Vanity thought #1668. Terminology

The very first thing when trying to explain “magic” of Śrīmad Bhāgavatam “scientifically” should probably be clarification of terms. Direct translation into modern languages is easy but in many cases it’s grossly inadequate because reality of our lives is different from theirs.

Some might object that reality doesn’t change significantly but we often don’t realize how many of our assumptions are influenced by ever changing external conditions. Nowadays, due to introduction of knives, forks, or even chopsticks, not having an overbite would be a medical condition but when people used only hands to eat their food it was the opposite and no one had an overbite at all.

Another example is bodily odor – the sweat gland responsible for it is often completely missing in certain nationalities and so when people of these different cultures meet they can have very surprising and often unpleasant discoveries about each other, most often blaming it on lack of proper hygiene while back at home some wear their odor with pride or maybe fight it with strong cologne or deodorants. In Japan, on the other hand, deodorants are hard to find because no one uses them ever.

I once read that teachers in Ireland were going on a strike because temperature in their classrooms has risen to 26 Celsius while in tropical countries people work outdoor in 40s and then set their air conditioners to 26 to cool off inside. That’s roughly 100 and 80 in Fahrenheit.

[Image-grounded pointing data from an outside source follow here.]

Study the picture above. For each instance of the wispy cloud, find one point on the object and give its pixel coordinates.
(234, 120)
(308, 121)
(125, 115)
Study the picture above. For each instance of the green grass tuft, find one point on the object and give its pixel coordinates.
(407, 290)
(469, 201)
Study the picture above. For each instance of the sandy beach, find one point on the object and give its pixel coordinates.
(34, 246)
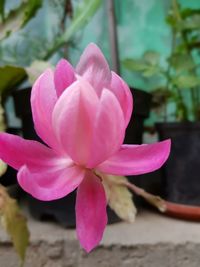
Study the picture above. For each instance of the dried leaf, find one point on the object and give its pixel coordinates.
(119, 197)
(36, 68)
(14, 223)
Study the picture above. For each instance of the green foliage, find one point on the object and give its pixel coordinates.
(2, 4)
(82, 15)
(180, 70)
(11, 76)
(18, 17)
(14, 223)
(186, 81)
(31, 10)
(36, 68)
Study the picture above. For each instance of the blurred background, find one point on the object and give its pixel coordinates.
(155, 47)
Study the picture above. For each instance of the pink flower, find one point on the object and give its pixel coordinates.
(81, 115)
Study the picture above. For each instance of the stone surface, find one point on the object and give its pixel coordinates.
(152, 241)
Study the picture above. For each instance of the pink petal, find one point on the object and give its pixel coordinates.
(16, 152)
(50, 184)
(63, 76)
(134, 160)
(109, 129)
(73, 119)
(123, 94)
(43, 99)
(91, 217)
(94, 68)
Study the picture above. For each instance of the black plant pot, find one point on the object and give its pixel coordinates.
(9, 177)
(182, 170)
(62, 210)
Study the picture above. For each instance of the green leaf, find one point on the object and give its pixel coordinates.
(181, 62)
(2, 5)
(187, 12)
(186, 81)
(18, 17)
(119, 198)
(152, 71)
(82, 15)
(193, 23)
(134, 64)
(31, 10)
(152, 57)
(11, 76)
(14, 223)
(36, 68)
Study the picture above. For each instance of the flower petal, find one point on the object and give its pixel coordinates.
(94, 68)
(16, 152)
(109, 129)
(91, 217)
(63, 76)
(123, 94)
(134, 160)
(43, 99)
(50, 184)
(73, 119)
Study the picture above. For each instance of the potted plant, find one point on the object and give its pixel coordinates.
(16, 72)
(176, 96)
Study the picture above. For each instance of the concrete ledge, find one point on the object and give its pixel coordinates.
(153, 241)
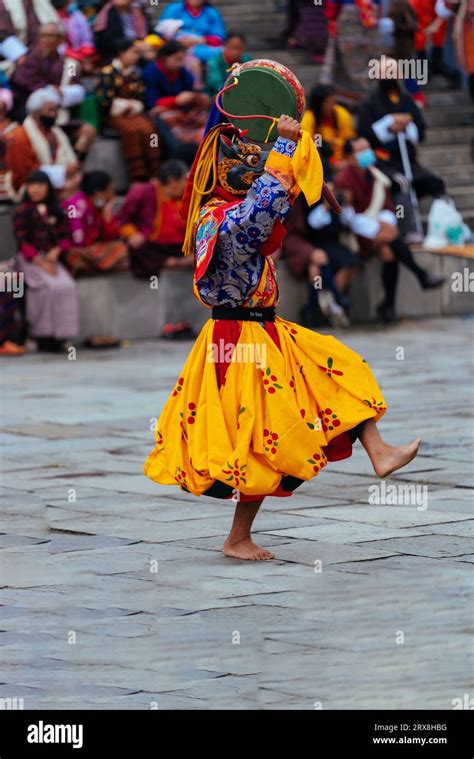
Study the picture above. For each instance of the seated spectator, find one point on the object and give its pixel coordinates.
(152, 224)
(332, 121)
(44, 66)
(23, 18)
(218, 67)
(38, 143)
(180, 112)
(390, 112)
(7, 127)
(312, 249)
(88, 202)
(119, 21)
(202, 27)
(121, 96)
(307, 27)
(42, 234)
(149, 50)
(76, 26)
(375, 224)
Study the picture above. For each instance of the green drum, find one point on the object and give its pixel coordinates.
(263, 88)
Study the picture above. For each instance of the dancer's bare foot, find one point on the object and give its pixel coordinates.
(395, 457)
(247, 550)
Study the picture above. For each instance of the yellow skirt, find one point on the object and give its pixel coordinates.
(275, 417)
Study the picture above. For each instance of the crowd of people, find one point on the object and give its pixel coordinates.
(73, 69)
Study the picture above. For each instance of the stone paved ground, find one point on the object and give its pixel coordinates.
(84, 622)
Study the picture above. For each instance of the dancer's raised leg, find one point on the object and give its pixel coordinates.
(386, 458)
(239, 544)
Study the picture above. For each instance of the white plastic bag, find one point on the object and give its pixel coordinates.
(445, 225)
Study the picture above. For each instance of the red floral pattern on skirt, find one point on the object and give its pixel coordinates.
(229, 330)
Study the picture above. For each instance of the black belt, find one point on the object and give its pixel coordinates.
(242, 313)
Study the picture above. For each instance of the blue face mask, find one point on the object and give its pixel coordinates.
(366, 158)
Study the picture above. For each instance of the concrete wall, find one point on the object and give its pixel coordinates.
(123, 306)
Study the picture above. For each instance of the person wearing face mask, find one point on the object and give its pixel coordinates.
(38, 142)
(78, 31)
(117, 21)
(386, 113)
(375, 225)
(21, 19)
(45, 66)
(121, 95)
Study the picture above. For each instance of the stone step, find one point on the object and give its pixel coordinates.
(436, 156)
(463, 199)
(366, 291)
(120, 305)
(447, 116)
(106, 155)
(459, 176)
(444, 99)
(444, 135)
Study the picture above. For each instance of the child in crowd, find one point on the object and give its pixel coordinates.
(94, 227)
(152, 224)
(42, 234)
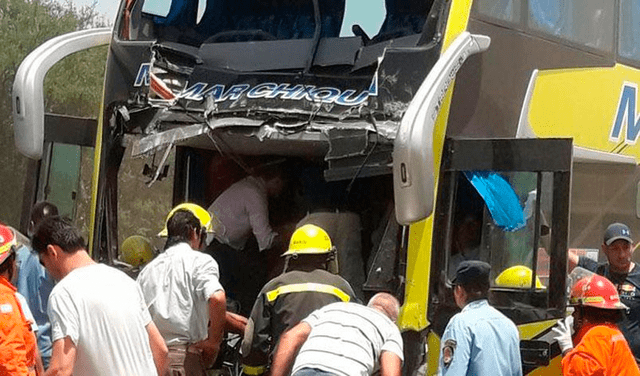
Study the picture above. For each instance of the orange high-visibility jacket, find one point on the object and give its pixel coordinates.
(17, 342)
(601, 351)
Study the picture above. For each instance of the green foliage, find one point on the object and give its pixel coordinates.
(73, 87)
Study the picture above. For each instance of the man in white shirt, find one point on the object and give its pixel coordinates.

Maybe these are not very good examples overall but I just wanted to demonstrate that our perception of what is “normal” can vary greatly even now, what to speak of “normal” in previous yugas. People can grow 10 cm taller in only a couple of hundred years, imagine if they kept growing for a couple of thousand. The only conditions necessary are better food and less diseases, which depend on climate as much as on human practice of medicine. I’m not going to discuss why the skeletons of these giants are missing from our fossil record here, maybe some other time.

When “normal” reality changes so greatly we shouldn’t try to see ancient people through our prism. We just can’t see the same things anymore because they no longer exists and so we use our poor substitutes which seem real to us but would probably not be recognized by the ancients themselves.

We don’t believe in yoga siddhis, for example, because no one has them in our society. Well no one practices celibacy in our society either and that’s the primary condition for developing “supernatural” abilities. Another example is that no one can see God anymore and therefore we assume that it was true in Vedic times, too. When Vedic sages wrote about demigods appearing on certain occasions we can’t believe it either. Conditions for demigods to grace us with their presence are still the same and we use the same words but their meanings are different now.

The place needs to be pure, for example. We can clean it up, get a guy with a mop in and scrub it, and disinfect it, too, but that won’t be “pure” by Vedic standards. They probably won’t consider anything plastic as pure in principle and they would require purity from people being present, too. We can send everyone to take a shower but that won’t be enough because demigods require internal purity, ie freedom from lust, and that we can’t provide. It just doesn’t exist anymore. Anyone who has ever eaten unoffered food, let alone meat, would contaminate the place with his gluttony, too.

We can’t even imagine what a really pure assembly place would look like even though we still use the same words. They mean different things to us from what they meant in Vedic times.

For scientific discussion specifically we should highlight the difference in meaning of fire, water, air, earth etc – gross material elements. We assume that ancients used these words just like we do – because they didn’t know what water or earth was made of. For them these elements were prime building materials – take some earth, meaning clay, shape it, put it into fire, and get a pot. Primitives! We can’t even begin to think that these words meant something completely different in Vedic terminology.

Take “earth”, for example. How do we expect to differentiate it from water? By touch, of course. Earth is more or less solid, just put your hand on the substance and you’d know whether it’s “earth” or liquid. In Vedic times, however, earth was associated with smell. If it smells, it’s earth, while touch was a symptom of air. What what?

We are clearly talking about different things here, not common clay and water. We don’t grant the ancients the ability to analyze the matter differently from us. We think that the only way to understand common water, earth, etc is to find their chemical composition and this again forces us to see the world in a very restricted way without even realizing it.

We can’t imagine ancients to make scientific progress using their weird classification, we think that we have the monopoly on honest scientific inquiry while they were hopelessly corrupt and invoked gods to mask their ignorance all the time. That’s another common stereotype, probably completely without merit. We can’t even think about ancients advancing in their scientific understanding on their terms, our brains are not wired for that, there’s a societal pressure, and no one honestly tried it, even for fun. The fact that people even in India can’t pursue yoga anymore doesn’t help either. Even if there are successful yogis there they won’t be mixing with us, the modern people, and so they can’t be studied in laboratories. They’d avoid our atheistic mentality like a plague, and they should be very good at it, too – due to the same yogic powers.

What I mean is that they’d practice mind control where mind means something different from what it means to us. They would practice control of their senses where senses mean something different from what they mean to us. How can we withdraw the sense of smell, for example? Or the sense of sight? We completely lack the ability and so we don’t believe it’s possible for yogis either. That’s just projection of our own limitations and it’s unscientific but often that is all the modern science can offer on this subject.